Everyday moments of ordinary people and their environments regularly feature in his collection as do the realities of industry - from North Sea fishing to coal mining - as he searches for the stories of our times.
Mr Sutton-Hibbert said: “It’s a huge privilege for my work to enter the collection but I don’t really see it as being about me. Over the past 32 years so many people have let me into their life, whether its into their living room or onto their fishing boat. So many people have let me in and on many occasions not really questioned why.
"This collection of work is their story and I hope that the pictures I take, if people see merit in them, will help in some way to contribute to the story of Scotland.”
Series of photographs taken in the aftermath of national tragedies, such as Dunblane and Lockerbie, also form part of the collection.
Mr Sutton-Hibbert started taking pictures aged nine, with his pet cat and family holidays among his first subjects.
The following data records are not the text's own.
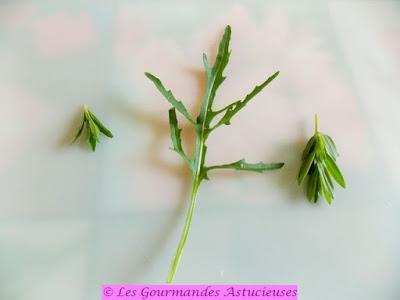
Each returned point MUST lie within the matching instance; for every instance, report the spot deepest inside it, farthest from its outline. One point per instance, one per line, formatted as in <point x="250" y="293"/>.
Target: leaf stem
<point x="189" y="217"/>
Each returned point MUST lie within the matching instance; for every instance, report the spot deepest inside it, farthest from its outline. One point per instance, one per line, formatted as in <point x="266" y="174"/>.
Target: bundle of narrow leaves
<point x="319" y="164"/>
<point x="203" y="126"/>
<point x="93" y="129"/>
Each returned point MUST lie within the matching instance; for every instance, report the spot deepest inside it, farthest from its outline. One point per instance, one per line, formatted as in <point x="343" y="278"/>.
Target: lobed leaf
<point x="242" y="165"/>
<point x="170" y="97"/>
<point x="100" y="125"/>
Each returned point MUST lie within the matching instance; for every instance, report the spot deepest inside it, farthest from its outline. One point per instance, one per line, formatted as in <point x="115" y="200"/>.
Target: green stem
<point x="189" y="217"/>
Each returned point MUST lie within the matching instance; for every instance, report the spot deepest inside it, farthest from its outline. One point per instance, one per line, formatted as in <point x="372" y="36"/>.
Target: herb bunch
<point x="319" y="165"/>
<point x="206" y="122"/>
<point x="93" y="129"/>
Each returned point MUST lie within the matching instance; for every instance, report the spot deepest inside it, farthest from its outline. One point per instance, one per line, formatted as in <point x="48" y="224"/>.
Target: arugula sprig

He later went to Glasgow College of Building and Printing with his growing abilities with a camera helping to fuel his need to travel and explore.
While Scotland remains a constant seam of his work, he has spent more three decades “travelling the world twice”, with overseas assignments including aftermath of 9/11 in New York, the Fukushima nuclear disaster in Japan and whaling in the Southern Ocean.
Mr Sutton-Hibbert added: “I am extremely lucky that my little camera takes me all over the world, whether it be down a coal mine or into Papua New Guinea. But with that there is the responsibility to share those images.”
He started to organise the last three decades of his work over lockdown with advice on archiving from Rachel Nordstrom, Photographic Collections Manager in the university’s Libraries and Museums, leading to the acquisition.
The photographer said: “You don’t take these pictures for them to be hidden away in a back bedroom. You take them so that hopefully they can benefit society.”
Mr Sutton-Hibbert said a photographer “first and foremost” had to be a people person who operated with honesty and inquisitiveness.
He said he felt he caught the “tail end of the golden age of photo journalism” with spreads in Sunday magazines and figures such as Don McCullin helping to propel the work.
Mr Sutton-Hibbert, a founder member of the Document Scotland photography collective, added: “Today, people everywhere are taking photos on smartphones and publications and websites are using this content from the public.
“But the danger is if that photo is not being archived. Is that image going to be looked after in 50 years time? How will it be accessed? How will you find it, where will it be?
"There is a great need for photographers to work in a documentary fashion. That is why archives like St Andrews are so important for the nation.”